Estimates only. Actual bills depend on exact token counts, tier pricing and provider changes. Always confirm on the provider's pricing page.

How LLM API pricing works

Every major LLM provider bills by the token — a chunk of text roughly ¾ of a word in English. You pay separately for input tokens (everything you send: system prompt, retrieved context and the user message) and output tokens (what the model writes back). Output is typically priced two to five times higher than input, which is why concise responses save real money at scale.

The formula

cost_per_request = (input_tokens  / 1,000,000) × input_price_per_M
                 + (output_tokens / 1,000,000) × output_price_per_M
cost_per_period  = cost_per_request × requests_in_period

What moves the number

Prompt caching. If you reuse a long prefix (a big system prompt, a fixed knowledge base), many providers bill those cached tokens at a fraction of the normal input price.
Batch mode. Non-interactive workloads submitted in bulk often get a flat discount (commonly 0.5×) in exchange for slower, asynchronous delivery.
Context tiers. Some providers raise the per-token price once a request exceeds a context threshold. The dataset supports tiered pricing for exactly this case.
Self-hosting. Open-weight models on your own GPUs change the equation entirely: you trade per-token fees for fixed infrastructure cost and operational work. See our self-hosted cost breakdown.

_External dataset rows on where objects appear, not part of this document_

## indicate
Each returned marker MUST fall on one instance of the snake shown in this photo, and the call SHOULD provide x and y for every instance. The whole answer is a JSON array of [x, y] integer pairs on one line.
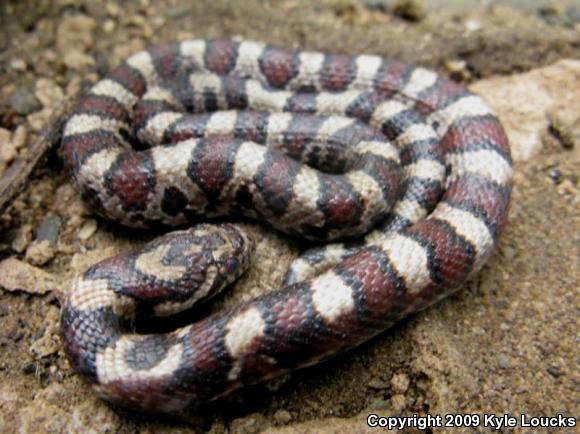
[[398, 180]]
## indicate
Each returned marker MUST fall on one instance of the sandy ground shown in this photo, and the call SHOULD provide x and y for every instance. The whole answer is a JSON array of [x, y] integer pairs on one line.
[[506, 344]]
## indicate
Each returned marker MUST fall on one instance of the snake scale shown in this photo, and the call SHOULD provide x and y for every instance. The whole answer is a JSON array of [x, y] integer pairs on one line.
[[408, 174]]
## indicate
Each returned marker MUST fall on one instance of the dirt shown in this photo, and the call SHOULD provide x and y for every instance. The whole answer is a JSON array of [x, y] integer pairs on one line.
[[506, 344]]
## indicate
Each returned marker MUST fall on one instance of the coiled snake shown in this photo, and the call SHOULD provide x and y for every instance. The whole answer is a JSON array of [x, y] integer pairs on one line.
[[413, 171]]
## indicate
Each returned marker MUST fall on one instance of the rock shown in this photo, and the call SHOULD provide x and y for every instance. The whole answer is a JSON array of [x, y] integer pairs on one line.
[[40, 252], [48, 92], [38, 120], [20, 137], [23, 238], [565, 125], [16, 275], [504, 361], [78, 60], [282, 417], [49, 229], [555, 371], [24, 102], [252, 424], [412, 10], [87, 230], [49, 342], [18, 65], [398, 402], [8, 151], [400, 382], [524, 102], [378, 384], [75, 32]]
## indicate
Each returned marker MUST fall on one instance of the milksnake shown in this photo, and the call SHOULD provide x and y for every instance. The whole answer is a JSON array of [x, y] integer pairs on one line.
[[407, 171]]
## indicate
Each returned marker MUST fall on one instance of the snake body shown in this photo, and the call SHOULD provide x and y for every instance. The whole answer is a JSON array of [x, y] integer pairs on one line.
[[408, 170]]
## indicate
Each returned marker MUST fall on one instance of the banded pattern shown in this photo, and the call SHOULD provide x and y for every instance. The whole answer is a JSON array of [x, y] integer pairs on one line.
[[414, 170]]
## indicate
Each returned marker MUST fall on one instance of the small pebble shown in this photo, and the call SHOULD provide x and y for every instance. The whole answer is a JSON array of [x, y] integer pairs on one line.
[[179, 11], [48, 92], [400, 382], [378, 384], [78, 60], [412, 10], [18, 65], [23, 101], [40, 252], [555, 174], [49, 229], [282, 417], [251, 424], [23, 238], [87, 230], [504, 361], [398, 402], [16, 275], [20, 137], [378, 404], [555, 371], [509, 253]]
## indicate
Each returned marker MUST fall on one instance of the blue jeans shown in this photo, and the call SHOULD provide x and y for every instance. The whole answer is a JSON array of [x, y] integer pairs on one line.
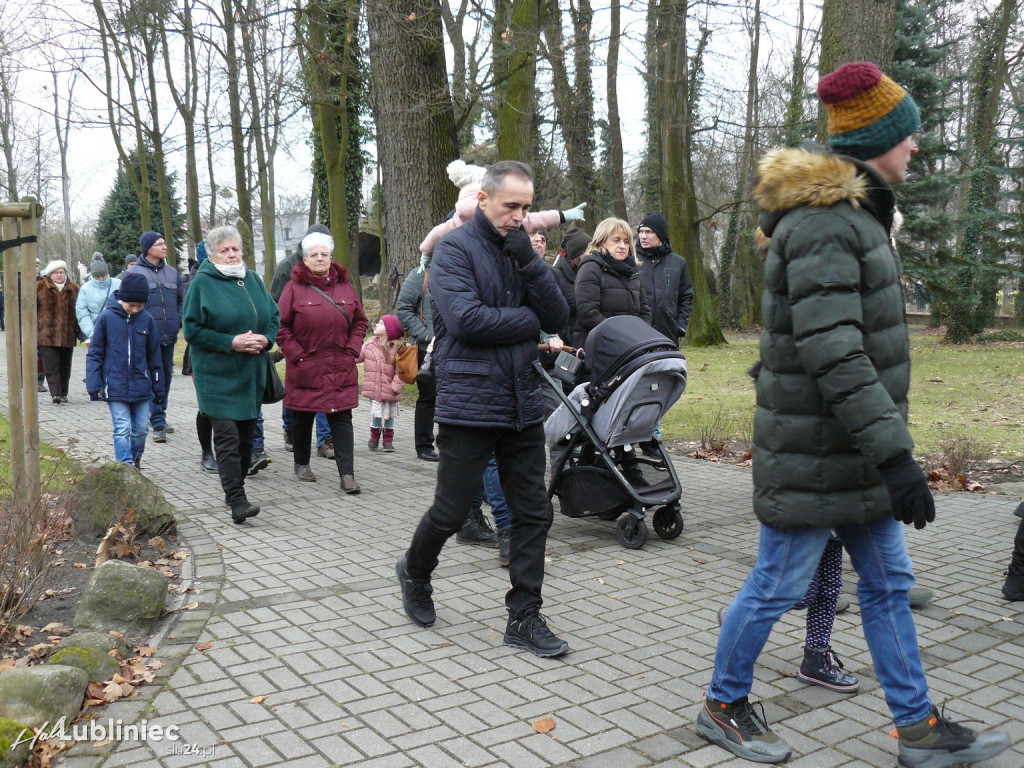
[[130, 427], [158, 414], [323, 428], [492, 485], [786, 562]]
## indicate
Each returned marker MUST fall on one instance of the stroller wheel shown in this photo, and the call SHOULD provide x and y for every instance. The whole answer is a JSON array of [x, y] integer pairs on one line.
[[632, 531], [668, 523]]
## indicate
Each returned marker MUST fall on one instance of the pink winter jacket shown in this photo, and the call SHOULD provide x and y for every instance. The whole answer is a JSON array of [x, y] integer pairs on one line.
[[534, 222], [380, 378]]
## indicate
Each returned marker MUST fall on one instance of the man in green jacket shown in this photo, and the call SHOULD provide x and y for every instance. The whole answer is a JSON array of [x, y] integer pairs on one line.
[[832, 445]]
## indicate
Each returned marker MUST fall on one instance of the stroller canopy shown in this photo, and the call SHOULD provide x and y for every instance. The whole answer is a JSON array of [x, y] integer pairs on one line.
[[617, 346]]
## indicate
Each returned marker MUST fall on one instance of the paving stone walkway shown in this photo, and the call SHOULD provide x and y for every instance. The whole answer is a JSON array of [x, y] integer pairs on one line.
[[301, 606]]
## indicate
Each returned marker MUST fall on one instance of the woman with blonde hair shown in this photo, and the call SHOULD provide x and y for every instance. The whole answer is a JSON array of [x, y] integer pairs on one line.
[[607, 283]]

Frequently asked questions

How are LLM API costs calculated?

Providers bill per million tokens, separately for input (your prompt) and output (the model's response). Cost per request = (input tokens / 1,000,000 × input price) + (output tokens / 1,000,000 × output price). Multiply by your request volume for the period.

What is the difference between input and output tokens?

Input tokens are everything you send to the model — system prompt, context and user message. Output tokens are what the model generates. Output is usually priced several times higher than input, so response length matters a lot for cost.

Does prompt caching reduce cost?

Yes, where supported. Repeated prompt prefixes (e.g. a long system prompt) can be billed at a steep discount. The calculator lets you set what share of input tokens are cached.

Why do prices vary so much between providers?

Model size, hardware efficiency, context window, and business strategy all play a part. Frontier reasoning models cost the most; fast/cheap and open-weight self-hosted options can be orders of magnitude cheaper for suitable tasks.